"I have multiple balls in the air," Anthopoulos said. "Sometimes, that's not always a good thing, but because there are multiple needs, I think we need to have a lot of balls in the air. Again, it's not about one player or one trade. It's about a lot of players, a lot of trades.
"It's about setting this organization up for the long term, and everything goes back to having a sustained model of success and having players that we feel can be here for a long time and building a good core of players."
Looking at the Blue Jays' immediate needs, the primary concern is finding a starting catcher for 2010. Anthopoulos said he has talked to the agents for some free agents and has discussed trades with a few other teams. This offseason, Toronto has been linked to free-agent catcher Yorvit Torrealba and Ryan Doumit of the Pirates.
As things currently stand, Anthopoulos is not sure whether the Blue Jays are more likely to find a catcher through free agency or via trade. Toronto will likely wait to see which arbitration-eligible backstops might be non-tendered by Saturday's deadline, sending the club to the free-agent pool. No matter which route the Jays take, they're only looking for a short-term solution.
"There are certainly some names that are out there in trade," Anthopoulos said. "Long-term, it's not a major priority for us, because we do feel that [prospect] J.P. Arencibia is a guy that we can count on. That being said, we're always looking to improve."
Other needs include help in the outfield and perhaps on the mound. Anthopoulos plans on talking to some agents this week in Indianapolis, but he is less focused on free agency than on potential trade solutions right now.
After concluding his meetings with other teams on Monday, Anthopoulos said that he was going to sit down with the rest of the Blue Jays' brass to go over various trade scenarios. The Jays' GM noted that he informed teams that no player on Toronto's roster was untouchable, creating some interesting talks that even led to at least one possible three-team deal.

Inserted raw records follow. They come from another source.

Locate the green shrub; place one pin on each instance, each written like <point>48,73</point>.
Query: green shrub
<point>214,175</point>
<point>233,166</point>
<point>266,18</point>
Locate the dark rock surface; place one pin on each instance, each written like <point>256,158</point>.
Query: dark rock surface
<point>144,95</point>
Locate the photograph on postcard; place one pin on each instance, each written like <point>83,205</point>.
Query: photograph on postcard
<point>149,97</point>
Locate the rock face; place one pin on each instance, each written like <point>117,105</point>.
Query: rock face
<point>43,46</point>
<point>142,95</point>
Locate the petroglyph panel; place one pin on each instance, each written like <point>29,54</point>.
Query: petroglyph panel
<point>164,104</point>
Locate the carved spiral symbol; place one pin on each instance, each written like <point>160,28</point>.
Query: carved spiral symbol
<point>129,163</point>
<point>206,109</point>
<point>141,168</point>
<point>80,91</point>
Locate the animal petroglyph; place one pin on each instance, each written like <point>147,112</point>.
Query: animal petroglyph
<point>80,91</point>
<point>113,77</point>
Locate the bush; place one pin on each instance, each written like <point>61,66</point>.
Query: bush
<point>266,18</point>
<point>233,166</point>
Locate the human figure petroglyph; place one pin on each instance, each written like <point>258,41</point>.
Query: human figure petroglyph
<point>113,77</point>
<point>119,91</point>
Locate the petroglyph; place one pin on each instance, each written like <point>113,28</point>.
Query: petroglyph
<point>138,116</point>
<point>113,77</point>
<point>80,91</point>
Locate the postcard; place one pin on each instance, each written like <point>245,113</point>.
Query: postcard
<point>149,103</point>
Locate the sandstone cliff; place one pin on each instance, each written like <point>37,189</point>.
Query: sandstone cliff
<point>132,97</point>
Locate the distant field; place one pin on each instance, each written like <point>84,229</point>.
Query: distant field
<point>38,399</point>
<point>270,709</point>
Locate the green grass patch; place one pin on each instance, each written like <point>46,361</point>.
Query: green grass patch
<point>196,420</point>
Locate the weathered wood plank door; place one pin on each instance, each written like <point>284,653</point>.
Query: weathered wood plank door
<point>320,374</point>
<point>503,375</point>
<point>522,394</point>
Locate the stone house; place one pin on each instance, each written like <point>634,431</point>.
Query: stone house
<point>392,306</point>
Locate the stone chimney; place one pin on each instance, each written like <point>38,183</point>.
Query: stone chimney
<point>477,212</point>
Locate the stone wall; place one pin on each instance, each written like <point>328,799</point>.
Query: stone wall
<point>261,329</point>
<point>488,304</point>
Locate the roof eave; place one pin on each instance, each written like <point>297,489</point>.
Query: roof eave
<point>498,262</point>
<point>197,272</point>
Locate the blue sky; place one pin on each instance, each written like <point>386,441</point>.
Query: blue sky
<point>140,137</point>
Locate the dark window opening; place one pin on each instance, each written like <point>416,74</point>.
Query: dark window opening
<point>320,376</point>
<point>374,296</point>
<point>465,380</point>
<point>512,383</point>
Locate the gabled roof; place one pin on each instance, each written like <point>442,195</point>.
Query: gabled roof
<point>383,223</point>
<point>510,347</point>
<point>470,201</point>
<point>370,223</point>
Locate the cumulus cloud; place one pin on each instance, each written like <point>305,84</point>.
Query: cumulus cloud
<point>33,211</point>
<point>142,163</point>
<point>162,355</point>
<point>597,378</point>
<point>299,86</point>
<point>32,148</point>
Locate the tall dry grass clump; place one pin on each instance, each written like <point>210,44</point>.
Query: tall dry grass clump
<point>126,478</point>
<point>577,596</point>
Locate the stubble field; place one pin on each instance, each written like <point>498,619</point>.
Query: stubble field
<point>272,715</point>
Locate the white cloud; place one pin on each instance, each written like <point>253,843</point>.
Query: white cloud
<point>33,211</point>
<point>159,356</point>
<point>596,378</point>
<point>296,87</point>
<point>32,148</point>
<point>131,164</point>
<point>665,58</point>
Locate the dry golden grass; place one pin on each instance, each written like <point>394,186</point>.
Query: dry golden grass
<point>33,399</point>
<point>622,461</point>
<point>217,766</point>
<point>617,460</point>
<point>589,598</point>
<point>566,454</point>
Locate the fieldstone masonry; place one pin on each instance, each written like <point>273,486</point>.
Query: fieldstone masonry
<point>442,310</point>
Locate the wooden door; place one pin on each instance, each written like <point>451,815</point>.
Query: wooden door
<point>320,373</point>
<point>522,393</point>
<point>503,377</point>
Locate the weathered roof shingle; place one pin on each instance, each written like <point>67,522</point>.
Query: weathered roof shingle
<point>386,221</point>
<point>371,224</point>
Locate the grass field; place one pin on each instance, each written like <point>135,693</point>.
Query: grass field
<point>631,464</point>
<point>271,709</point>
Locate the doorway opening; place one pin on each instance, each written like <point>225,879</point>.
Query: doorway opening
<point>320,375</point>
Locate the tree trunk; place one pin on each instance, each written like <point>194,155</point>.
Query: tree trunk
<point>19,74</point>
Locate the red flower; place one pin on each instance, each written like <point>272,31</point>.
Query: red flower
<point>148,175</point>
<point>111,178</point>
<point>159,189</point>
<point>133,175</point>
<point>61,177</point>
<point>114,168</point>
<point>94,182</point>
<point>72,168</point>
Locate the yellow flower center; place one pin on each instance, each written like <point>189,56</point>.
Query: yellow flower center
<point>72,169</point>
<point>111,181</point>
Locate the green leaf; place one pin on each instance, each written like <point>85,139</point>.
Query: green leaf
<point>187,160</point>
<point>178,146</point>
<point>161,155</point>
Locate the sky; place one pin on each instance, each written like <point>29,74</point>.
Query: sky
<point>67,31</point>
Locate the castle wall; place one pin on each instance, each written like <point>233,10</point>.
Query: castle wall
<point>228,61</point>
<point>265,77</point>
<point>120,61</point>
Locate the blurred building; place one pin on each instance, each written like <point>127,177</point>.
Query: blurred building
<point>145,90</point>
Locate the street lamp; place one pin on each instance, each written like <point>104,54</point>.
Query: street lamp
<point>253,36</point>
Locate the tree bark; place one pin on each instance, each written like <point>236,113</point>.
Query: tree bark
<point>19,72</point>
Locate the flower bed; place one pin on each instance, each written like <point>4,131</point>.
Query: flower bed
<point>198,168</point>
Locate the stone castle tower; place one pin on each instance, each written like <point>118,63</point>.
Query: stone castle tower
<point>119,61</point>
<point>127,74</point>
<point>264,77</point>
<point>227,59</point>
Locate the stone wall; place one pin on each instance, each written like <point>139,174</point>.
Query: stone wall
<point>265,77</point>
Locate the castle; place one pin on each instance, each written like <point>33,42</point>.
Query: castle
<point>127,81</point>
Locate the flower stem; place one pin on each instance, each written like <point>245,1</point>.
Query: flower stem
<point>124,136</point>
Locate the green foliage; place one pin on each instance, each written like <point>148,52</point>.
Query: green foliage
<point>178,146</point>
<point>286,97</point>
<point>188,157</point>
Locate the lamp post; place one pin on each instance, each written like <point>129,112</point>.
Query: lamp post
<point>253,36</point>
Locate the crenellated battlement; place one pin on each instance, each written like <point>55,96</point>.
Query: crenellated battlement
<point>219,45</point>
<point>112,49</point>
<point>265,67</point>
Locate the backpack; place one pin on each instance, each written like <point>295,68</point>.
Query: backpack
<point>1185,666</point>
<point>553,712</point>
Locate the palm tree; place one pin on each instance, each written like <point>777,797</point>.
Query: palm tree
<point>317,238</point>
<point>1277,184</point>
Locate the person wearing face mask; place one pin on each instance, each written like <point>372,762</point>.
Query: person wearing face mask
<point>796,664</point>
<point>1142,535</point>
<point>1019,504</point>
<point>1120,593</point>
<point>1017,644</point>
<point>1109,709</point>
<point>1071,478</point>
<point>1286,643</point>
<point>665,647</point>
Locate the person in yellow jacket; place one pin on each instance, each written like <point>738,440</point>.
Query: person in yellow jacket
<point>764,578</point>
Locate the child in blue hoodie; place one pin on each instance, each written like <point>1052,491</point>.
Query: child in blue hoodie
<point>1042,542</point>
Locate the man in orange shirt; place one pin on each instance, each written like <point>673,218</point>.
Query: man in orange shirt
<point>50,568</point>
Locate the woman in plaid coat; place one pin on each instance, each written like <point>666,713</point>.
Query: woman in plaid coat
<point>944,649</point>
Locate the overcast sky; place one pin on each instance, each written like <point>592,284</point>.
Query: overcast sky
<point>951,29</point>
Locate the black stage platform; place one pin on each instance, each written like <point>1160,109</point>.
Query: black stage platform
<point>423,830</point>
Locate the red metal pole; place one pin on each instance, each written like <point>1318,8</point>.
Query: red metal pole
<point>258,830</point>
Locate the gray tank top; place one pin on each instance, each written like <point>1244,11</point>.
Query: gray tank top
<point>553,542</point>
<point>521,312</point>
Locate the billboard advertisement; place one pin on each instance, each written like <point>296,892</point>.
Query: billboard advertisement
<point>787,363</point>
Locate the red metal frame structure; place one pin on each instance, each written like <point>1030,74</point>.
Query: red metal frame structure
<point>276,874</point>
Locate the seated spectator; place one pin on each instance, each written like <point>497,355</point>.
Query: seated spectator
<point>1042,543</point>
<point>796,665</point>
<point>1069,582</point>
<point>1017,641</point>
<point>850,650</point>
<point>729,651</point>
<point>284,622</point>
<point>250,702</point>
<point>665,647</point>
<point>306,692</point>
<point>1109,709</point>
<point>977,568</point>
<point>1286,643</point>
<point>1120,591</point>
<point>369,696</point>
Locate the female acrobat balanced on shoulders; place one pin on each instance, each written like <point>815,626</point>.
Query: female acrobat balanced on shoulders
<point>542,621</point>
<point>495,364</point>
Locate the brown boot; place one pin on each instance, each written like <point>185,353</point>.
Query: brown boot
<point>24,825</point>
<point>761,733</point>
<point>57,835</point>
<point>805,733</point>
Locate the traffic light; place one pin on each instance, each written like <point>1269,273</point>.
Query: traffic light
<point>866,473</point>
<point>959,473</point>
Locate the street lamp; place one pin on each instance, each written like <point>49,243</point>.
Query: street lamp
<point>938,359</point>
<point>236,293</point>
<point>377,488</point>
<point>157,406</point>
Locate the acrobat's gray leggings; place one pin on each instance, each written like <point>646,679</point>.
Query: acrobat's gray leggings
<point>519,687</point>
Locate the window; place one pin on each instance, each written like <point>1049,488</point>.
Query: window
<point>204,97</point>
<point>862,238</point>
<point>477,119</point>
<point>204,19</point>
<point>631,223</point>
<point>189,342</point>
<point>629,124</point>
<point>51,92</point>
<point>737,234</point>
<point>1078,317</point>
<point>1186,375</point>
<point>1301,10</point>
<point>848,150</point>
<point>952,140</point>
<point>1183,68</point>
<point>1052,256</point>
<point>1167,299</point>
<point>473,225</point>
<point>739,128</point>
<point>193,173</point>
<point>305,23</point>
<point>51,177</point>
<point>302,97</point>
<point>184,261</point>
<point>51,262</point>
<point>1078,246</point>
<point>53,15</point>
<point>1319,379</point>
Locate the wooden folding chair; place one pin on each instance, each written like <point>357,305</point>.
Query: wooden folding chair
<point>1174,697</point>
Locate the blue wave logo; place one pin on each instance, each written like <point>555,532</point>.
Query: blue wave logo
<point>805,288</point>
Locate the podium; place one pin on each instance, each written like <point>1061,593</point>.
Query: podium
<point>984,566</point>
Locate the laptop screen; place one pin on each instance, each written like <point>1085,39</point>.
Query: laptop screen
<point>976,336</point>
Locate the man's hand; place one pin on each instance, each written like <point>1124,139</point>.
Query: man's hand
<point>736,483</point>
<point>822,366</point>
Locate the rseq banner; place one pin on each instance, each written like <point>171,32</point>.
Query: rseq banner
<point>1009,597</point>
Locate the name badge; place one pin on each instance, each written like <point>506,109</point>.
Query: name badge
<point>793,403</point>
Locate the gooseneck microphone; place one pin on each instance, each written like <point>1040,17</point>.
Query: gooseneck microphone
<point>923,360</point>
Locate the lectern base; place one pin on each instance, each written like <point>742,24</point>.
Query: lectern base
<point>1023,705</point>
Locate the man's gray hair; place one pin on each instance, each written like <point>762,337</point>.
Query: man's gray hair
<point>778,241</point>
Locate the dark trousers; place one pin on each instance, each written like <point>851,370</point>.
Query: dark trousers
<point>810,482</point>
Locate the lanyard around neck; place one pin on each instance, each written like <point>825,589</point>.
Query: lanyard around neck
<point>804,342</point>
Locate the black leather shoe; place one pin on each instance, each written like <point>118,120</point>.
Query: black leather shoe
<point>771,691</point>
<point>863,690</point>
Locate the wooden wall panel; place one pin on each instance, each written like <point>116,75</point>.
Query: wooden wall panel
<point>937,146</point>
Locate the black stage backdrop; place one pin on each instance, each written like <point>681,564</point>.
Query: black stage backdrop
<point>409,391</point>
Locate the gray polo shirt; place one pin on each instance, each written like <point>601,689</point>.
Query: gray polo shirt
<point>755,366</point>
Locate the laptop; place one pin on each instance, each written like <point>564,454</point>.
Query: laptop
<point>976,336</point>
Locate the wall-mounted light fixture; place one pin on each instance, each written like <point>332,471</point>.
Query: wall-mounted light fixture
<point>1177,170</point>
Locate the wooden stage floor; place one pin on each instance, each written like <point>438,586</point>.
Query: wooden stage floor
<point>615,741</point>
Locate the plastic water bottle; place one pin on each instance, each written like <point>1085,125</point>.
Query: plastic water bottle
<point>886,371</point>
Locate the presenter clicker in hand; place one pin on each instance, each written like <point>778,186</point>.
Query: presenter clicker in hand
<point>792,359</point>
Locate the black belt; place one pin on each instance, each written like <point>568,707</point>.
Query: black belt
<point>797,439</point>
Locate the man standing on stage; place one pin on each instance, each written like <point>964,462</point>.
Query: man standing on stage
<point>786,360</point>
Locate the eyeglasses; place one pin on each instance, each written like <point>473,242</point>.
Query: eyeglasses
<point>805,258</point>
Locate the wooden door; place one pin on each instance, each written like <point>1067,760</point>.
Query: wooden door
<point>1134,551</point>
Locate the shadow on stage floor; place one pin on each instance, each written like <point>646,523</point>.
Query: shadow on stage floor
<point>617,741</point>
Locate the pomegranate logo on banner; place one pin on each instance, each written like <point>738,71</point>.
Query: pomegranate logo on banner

"I think the fact that we've pretty much made every player available in the right deal has really opened up a lot of alternatives for us," Anthopoulos said.
While Anthopoulos said that no moves seemed imminent or close at this point, he felt that the face-to-face discussions -- continuations of talks he has held over the course of the offseason -- were productive and gaining in momentum at these Meetings.
"There's definitely something to build on," Anthopoulos said. "I do feel that we're continuing to have very productive dialogue, and we're having a better sense of truly where things stand with respect to trades and so on."
Anthopoulos continued to decline comment about Halladay, but the GM is likely shifting deeper into talks about the pitcher's future. Halladay -- eligible for free agency next offseason and hungry to pitch for a World Series contender -- has suitors in the Yankees, Red Sox and Angels, and perhaps the Phillies and Rays as well.
Former Blue Jays GM J.P. Ricciardi attempted to trade Halladay this past July, but he was not blown away by an offer. That situation quickly developed into a media circus, and Halladay's representatives have noted that the pitcher does not want to go through a similar experience again. That being the case, Halladay reportedly plans on blocking any proposed trades once Spring Training begins.
Anthopoulos would not shed any light on the current state of the situation.
"I understand that Roy Halladay is a topic," Anthopoulos said. "I understand what happened last July certainly feeds into that, and I understand the comments from Roy's agent, certainly. I understand the elephant is in the room -- I realize that. It's just, from my standpoint, it really doesn't make any sense for me to comment as the general manager of this team."
Anthopoulos believes that commenting can only hinder negotiations, and in turn, that could hurt his chances of turning this franchise around swiftly.
"The priority in all of our trades are to get some long-term building blocks for the organization," Anthopoulos said.